While markets in general have been volatile these past few weeks, there are few signs of a come down from the optimism that has come with vaccines and a recovering global economy.

But investors are paying more attention to the fact that like Atlas a tragic figure from Greek mythology condemned to hold up the sky for eternity, a handful of stocks are keeping sentiment buoyant on benchmark indices.

Take the S&P 500 for instance, where just five companies account for 35% of the index’s gain for the entire year, whereas the selloff in everything from stay-at-home exercise bicycles (no names mentioned here) and speculative SPACs has been brutal.

A similar pattern is unfolding in the cryptosphere (as no one should call it) as well.

From NFTs (non-fungible tokens) to decentralized finance or DeFi, the selloff in some of the previously hottest sub segments of an already speculative and volatile asset class has been nothing short of spectacular.

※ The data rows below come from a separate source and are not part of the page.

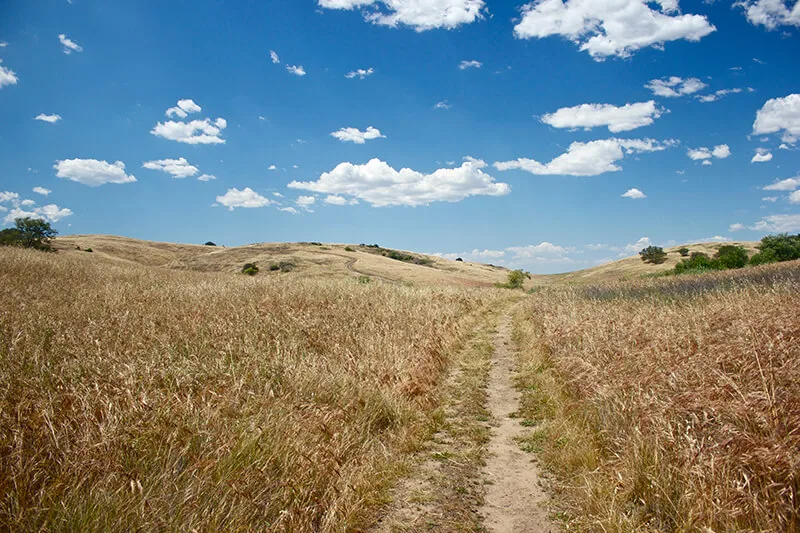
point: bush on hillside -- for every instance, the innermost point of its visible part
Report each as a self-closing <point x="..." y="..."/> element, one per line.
<point x="774" y="248"/>
<point x="697" y="262"/>
<point x="29" y="232"/>
<point x="516" y="278"/>
<point x="654" y="255"/>
<point x="730" y="256"/>
<point x="250" y="269"/>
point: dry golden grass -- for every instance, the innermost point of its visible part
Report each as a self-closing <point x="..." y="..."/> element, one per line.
<point x="669" y="405"/>
<point x="312" y="261"/>
<point x="140" y="398"/>
<point x="634" y="267"/>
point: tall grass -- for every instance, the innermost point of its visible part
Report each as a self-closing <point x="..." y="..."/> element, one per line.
<point x="143" y="399"/>
<point x="668" y="405"/>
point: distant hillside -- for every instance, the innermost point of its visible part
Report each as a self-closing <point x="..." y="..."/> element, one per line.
<point x="634" y="267"/>
<point x="305" y="259"/>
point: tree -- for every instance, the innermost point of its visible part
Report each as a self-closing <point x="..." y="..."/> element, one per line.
<point x="10" y="237"/>
<point x="781" y="247"/>
<point x="29" y="233"/>
<point x="653" y="254"/>
<point x="730" y="256"/>
<point x="516" y="278"/>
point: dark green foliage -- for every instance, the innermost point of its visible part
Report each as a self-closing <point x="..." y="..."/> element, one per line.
<point x="762" y="258"/>
<point x="654" y="255"/>
<point x="397" y="255"/>
<point x="29" y="233"/>
<point x="283" y="266"/>
<point x="774" y="248"/>
<point x="516" y="278"/>
<point x="729" y="256"/>
<point x="10" y="237"/>
<point x="697" y="262"/>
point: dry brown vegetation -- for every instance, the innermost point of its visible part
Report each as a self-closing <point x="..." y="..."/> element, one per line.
<point x="312" y="260"/>
<point x="634" y="268"/>
<point x="140" y="398"/>
<point x="669" y="405"/>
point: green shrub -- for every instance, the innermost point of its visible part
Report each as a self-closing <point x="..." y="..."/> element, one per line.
<point x="29" y="232"/>
<point x="730" y="256"/>
<point x="697" y="262"/>
<point x="516" y="279"/>
<point x="781" y="247"/>
<point x="763" y="258"/>
<point x="654" y="255"/>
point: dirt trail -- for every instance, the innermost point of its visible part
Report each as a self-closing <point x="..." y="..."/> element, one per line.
<point x="514" y="499"/>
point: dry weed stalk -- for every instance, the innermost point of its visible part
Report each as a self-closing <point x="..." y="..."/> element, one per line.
<point x="134" y="398"/>
<point x="670" y="405"/>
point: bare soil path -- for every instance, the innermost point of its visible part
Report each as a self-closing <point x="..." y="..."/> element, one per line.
<point x="515" y="500"/>
<point x="472" y="476"/>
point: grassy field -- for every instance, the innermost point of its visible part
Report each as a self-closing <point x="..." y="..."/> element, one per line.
<point x="668" y="404"/>
<point x="311" y="260"/>
<point x="149" y="386"/>
<point x="139" y="398"/>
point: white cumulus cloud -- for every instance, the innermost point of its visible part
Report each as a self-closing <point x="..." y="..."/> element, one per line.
<point x="675" y="86"/>
<point x="203" y="131"/>
<point x="617" y="119"/>
<point x="771" y="13"/>
<point x="69" y="45"/>
<point x="789" y="184"/>
<point x="92" y="172"/>
<point x="357" y="136"/>
<point x="421" y="15"/>
<point x="634" y="194"/>
<point x="7" y="76"/>
<point x="762" y="156"/>
<point x="50" y="212"/>
<point x="360" y="73"/>
<point x="247" y="198"/>
<point x="52" y="119"/>
<point x="381" y="185"/>
<point x="778" y="224"/>
<point x="780" y="114"/>
<point x="721" y="151"/>
<point x="606" y="28"/>
<point x="588" y="159"/>
<point x="183" y="108"/>
<point x="470" y="64"/>
<point x="177" y="168"/>
<point x="713" y="97"/>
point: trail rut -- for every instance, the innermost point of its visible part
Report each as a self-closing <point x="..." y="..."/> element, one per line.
<point x="515" y="500"/>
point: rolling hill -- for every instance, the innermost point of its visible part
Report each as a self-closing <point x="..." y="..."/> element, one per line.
<point x="318" y="260"/>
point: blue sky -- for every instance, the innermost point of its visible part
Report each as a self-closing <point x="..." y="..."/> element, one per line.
<point x="549" y="136"/>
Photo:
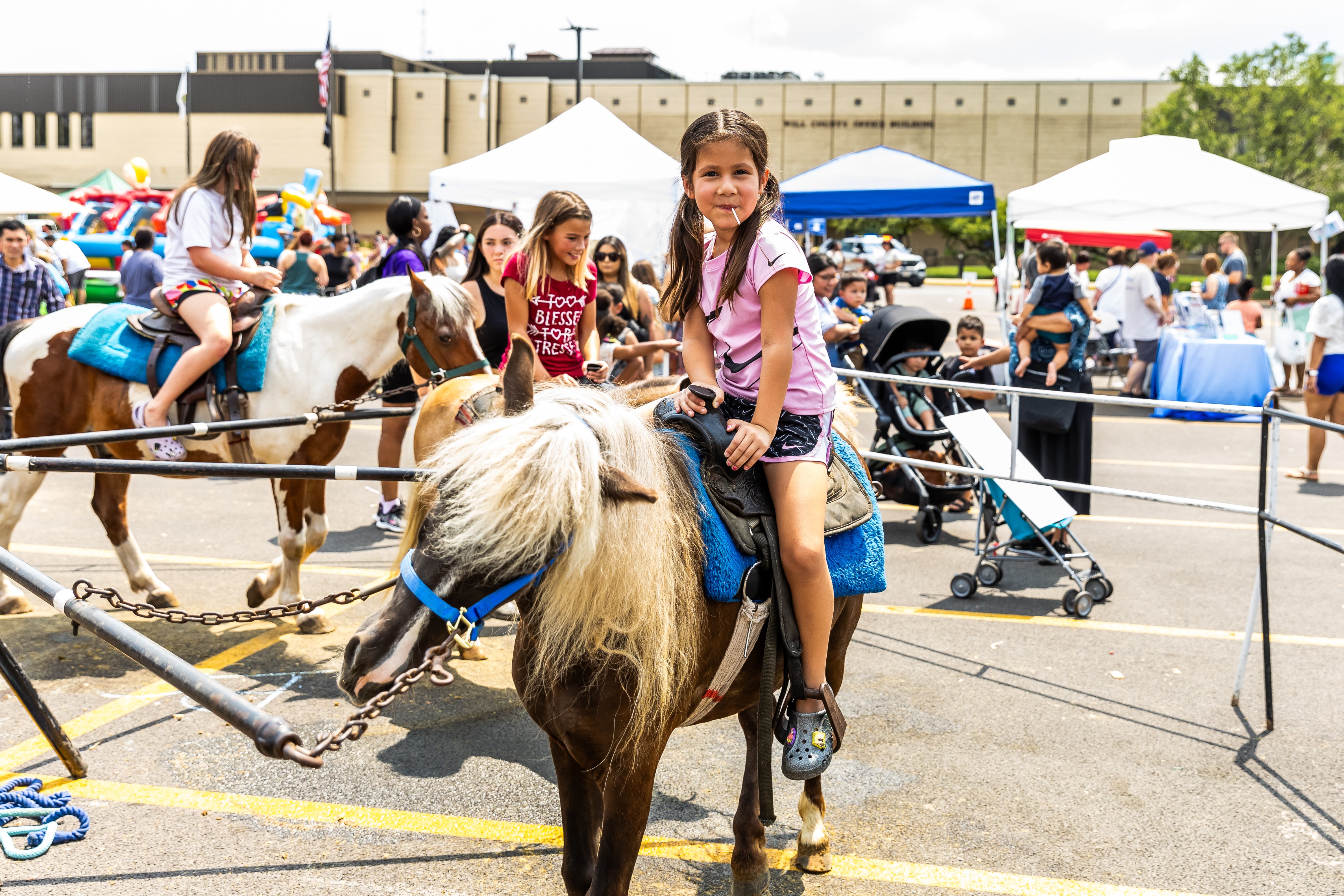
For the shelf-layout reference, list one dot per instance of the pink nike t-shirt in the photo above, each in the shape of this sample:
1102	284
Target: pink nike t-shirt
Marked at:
737	327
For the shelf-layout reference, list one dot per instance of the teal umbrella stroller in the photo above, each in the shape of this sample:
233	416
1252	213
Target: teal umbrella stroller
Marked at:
1033	514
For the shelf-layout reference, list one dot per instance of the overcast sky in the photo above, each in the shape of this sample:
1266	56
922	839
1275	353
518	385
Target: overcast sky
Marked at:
858	41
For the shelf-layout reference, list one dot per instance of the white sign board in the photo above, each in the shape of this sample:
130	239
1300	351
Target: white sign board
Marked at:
990	448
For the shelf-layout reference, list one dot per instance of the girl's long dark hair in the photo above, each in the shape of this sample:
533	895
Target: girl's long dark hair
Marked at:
228	169
686	250
479	268
401	219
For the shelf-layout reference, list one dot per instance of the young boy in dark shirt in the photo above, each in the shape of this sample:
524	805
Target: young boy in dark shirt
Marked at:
971	343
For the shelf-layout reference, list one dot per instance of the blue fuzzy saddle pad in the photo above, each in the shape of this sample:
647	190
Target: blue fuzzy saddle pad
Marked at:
109	345
857	558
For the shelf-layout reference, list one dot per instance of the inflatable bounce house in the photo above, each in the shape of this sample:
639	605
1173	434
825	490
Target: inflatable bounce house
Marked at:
116	209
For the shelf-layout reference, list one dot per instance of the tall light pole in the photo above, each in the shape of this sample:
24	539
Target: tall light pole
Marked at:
578	58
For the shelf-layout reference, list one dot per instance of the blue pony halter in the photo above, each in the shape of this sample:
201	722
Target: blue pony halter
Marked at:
474	614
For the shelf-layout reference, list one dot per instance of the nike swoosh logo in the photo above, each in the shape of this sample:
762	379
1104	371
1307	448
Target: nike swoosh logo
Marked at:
737	369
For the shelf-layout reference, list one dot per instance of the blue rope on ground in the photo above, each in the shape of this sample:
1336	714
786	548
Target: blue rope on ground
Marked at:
21	799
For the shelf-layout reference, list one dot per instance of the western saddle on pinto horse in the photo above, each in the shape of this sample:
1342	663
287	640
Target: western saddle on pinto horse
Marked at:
164	327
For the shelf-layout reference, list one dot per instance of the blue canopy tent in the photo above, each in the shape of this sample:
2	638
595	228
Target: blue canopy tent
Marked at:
889	183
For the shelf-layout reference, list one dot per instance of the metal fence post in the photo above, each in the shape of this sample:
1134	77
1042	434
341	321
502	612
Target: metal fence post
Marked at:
41	715
1264	570
1253	612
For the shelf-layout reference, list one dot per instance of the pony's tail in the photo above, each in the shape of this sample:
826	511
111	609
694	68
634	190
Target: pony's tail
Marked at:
422	499
7	335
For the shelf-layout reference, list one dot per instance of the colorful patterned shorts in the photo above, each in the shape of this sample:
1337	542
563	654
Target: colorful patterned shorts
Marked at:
800	437
174	295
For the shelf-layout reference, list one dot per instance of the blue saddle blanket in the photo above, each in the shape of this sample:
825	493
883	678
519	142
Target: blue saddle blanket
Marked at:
109	345
857	558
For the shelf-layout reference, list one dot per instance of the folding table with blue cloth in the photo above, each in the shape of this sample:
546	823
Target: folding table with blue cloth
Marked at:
1195	367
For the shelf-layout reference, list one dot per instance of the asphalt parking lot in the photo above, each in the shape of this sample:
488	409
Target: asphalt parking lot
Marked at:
995	746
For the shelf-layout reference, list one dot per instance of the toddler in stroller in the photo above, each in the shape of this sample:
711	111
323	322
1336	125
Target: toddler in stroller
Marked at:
897	340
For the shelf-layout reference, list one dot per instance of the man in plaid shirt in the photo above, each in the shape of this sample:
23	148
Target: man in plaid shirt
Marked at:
25	283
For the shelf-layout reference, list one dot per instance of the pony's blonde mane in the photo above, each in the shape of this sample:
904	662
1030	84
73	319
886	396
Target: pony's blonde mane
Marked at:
517	491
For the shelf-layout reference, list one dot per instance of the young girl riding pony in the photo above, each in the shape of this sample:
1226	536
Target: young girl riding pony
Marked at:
745	296
208	268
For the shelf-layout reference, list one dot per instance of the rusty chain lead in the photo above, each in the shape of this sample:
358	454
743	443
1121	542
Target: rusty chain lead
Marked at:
357	723
84	590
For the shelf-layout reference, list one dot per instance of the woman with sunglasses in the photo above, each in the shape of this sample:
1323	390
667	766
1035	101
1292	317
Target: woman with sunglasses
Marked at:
613	267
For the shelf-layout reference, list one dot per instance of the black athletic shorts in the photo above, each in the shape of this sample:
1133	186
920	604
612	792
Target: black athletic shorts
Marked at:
397	378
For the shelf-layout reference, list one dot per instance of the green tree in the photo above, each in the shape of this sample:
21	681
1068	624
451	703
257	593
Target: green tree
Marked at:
1279	111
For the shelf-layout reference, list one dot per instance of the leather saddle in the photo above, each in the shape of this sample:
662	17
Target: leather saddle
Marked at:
164	327
741	498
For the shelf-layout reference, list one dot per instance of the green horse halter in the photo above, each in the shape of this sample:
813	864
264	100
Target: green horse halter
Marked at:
437	375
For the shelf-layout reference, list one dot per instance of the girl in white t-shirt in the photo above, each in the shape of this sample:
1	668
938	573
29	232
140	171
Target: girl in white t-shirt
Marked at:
208	267
1324	394
744	293
1295	293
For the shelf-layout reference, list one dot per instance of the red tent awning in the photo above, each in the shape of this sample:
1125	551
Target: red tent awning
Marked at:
1131	240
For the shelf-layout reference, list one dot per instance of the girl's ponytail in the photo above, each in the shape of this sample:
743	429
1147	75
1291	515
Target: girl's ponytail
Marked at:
686	250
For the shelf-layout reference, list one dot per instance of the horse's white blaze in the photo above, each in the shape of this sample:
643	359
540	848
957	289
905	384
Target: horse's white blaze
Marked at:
314	343
400	656
138	569
814	831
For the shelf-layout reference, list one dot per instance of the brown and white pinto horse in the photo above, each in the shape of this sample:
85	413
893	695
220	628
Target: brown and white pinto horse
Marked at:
322	351
607	663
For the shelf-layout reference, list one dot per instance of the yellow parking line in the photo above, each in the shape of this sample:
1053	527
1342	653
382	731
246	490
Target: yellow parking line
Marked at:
104	554
851	867
80	726
1099	625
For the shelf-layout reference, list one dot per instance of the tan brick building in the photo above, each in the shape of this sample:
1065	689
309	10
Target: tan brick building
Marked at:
397	120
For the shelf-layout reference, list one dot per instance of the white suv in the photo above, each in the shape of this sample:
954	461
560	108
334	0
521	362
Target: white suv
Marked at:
870	248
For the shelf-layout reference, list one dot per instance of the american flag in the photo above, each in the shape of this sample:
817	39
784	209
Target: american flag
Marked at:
324	66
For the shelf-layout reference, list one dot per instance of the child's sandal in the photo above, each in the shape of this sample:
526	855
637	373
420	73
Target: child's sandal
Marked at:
164	449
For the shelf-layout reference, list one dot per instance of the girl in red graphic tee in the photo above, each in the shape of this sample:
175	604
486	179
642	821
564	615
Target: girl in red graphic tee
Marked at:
549	292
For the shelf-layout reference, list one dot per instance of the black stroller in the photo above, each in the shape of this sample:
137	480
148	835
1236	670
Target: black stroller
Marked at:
885	339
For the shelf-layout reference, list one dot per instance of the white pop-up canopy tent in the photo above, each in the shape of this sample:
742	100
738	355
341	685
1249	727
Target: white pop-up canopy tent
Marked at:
22	198
1164	182
631	185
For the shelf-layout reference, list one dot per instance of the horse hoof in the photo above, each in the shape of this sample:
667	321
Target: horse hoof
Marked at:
759	886
254	594
14	605
163	600
814	859
315	624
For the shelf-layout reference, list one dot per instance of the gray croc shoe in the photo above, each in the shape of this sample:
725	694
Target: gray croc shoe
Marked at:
814	737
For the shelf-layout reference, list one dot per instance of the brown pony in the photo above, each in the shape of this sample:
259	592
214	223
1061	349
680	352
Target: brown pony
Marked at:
322	351
607	670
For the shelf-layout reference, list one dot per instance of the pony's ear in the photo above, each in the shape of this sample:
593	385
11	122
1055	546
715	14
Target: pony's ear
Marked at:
518	377
419	288
619	485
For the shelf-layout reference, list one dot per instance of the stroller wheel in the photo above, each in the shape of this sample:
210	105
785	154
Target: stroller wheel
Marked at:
963	586
931	526
1070	601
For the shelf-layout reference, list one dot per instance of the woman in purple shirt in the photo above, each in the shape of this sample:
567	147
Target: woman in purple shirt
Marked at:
408	219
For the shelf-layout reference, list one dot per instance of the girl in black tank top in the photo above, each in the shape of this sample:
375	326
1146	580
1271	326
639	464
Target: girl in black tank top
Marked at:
494	334
499	238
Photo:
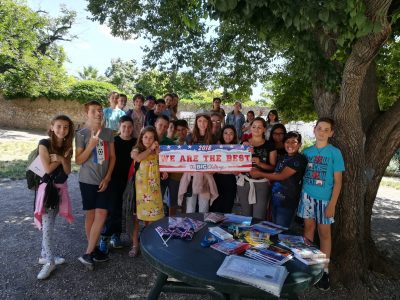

So while benchmark cryptocurrencies like bitcoin and ether appear to be holding relatively steady despite the volatility elsewhere, peak beneath the hood and some of the more speculative cryptocurrencies are painting an entirely different picture.

DeFi stalwarts like Aave, Balancer, Compound, Sushi, Synthetix, Uniswap, Year and Badger have all gotten clobbered and are showing few signs of rebounding, while volumes in the once white hot NFT space have all but fallen off a cliff.

And while bitcoin is still down from its all-time-high, it’s still managed to return around 70% for this year, compared with absolute losses in the even more speculative corners of the cryptocurrency market.

Part of the reason for this of course is that when risk sentiment comes off the market, traders would rather be in the more “reliable” cryptocurrencies like bitcoin and ether, for which there is an assumption a buyer would exist at a certain price, whereas those same assumptions can’t necessarily be extended to the so-called altcoins, which are just paving their way forward.

DeFi also tends to track the broader market sentiment as well, and does particularly well during periods of euphoria and when the cryptocurrency market as a whole rallies strongly, with the use of some of the tools like flash loans, that are peculiar to the DeFi sector.

Making matters worse, DeFi tokens also tend to be concentrated in the hands of a very small group of holders (or hodlers if you prefer) and that means that a sneeze by one, results in a pandemic across the space.